Originally Posted by Zodiac
M, don't you think the buzz is more so when you're on an aluminum bike (with an aluminum fork) than when you're on a steel bike?
My theory is like a shock absorber; road is rough gives buzz from the ground up. As it travels up the steel fork into a steel frame it dissipates or goes through to the other end like a conductor. If it's a CF fork, it's meeting the other (different since it's a different material and resonates differently) material like steel or aluminum and they're repelling each other - like two different pitched tuning forks i.e. more buzz...
Since aluminum is so buzzy any CF at the lower ground level absorbs vibes well. So this works for alum bike frames.
But IMHO steel soaks up vibes better than CF, so CF forks on a steel bike is a wash. All you're creating is 2 different frequencies that meet at the headset - and most CF forks have a steel or aluminum steerer tube anyway (not high end).

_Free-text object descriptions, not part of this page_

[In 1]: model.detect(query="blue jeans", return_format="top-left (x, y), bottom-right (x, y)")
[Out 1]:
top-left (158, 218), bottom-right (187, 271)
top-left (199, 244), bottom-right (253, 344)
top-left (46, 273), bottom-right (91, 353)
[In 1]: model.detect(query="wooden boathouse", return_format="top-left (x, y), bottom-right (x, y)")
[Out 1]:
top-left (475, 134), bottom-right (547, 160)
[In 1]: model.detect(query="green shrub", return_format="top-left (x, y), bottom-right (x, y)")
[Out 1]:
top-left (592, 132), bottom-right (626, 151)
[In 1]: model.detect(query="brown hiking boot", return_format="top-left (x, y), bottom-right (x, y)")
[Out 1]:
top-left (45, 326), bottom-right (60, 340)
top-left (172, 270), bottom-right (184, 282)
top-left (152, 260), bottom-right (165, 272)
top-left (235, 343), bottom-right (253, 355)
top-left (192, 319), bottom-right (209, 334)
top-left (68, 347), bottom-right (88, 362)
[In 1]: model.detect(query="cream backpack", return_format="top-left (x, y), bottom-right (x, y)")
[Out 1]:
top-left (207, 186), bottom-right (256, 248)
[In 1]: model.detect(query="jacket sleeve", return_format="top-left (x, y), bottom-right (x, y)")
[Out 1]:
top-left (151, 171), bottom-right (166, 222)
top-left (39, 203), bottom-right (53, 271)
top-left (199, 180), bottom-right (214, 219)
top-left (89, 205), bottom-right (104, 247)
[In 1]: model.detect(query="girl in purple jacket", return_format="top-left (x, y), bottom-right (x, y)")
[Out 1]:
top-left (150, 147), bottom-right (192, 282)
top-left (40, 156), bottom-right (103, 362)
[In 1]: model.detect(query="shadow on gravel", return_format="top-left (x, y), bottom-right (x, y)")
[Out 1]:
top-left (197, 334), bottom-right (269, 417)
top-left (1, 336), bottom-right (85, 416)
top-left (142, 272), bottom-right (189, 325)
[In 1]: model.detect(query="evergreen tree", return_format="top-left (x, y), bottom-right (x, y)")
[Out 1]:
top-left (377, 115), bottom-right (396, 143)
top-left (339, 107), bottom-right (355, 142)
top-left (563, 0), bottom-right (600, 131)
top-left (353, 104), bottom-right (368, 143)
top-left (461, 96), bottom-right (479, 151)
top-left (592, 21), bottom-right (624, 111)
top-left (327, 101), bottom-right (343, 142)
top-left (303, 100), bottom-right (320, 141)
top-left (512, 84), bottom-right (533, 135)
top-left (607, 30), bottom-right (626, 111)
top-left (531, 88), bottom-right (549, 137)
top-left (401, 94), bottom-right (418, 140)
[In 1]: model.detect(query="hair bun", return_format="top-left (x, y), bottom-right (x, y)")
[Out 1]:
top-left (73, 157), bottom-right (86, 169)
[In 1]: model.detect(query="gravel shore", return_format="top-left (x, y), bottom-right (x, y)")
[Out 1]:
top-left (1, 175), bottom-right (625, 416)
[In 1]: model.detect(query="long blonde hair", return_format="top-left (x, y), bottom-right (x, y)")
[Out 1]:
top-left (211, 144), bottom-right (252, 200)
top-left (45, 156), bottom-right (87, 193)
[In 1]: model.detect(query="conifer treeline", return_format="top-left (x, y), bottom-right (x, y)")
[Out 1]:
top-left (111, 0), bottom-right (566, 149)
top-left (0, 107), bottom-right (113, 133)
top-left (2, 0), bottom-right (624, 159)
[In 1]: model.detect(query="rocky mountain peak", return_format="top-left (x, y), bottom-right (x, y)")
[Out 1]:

Or maybe I'm just crazy....
I don't know if your theory is correct, as I believe carbon to have natural damping qualities. But, your thinking seems to be similar to my experience.
Again, I'm talking my new bike versus the old. Even though my Tricross has carbon seatpost, seatstays, and fork, it still has more buzz throughout than the vintage bike. And again, the Tricross is on 32mm Contis and the BSA is on 28mm Panaracers. IDK. Maybe I just need to go order a Vaya (It's orange, this year!
And, only $1500 with Apex.) to figure this all out.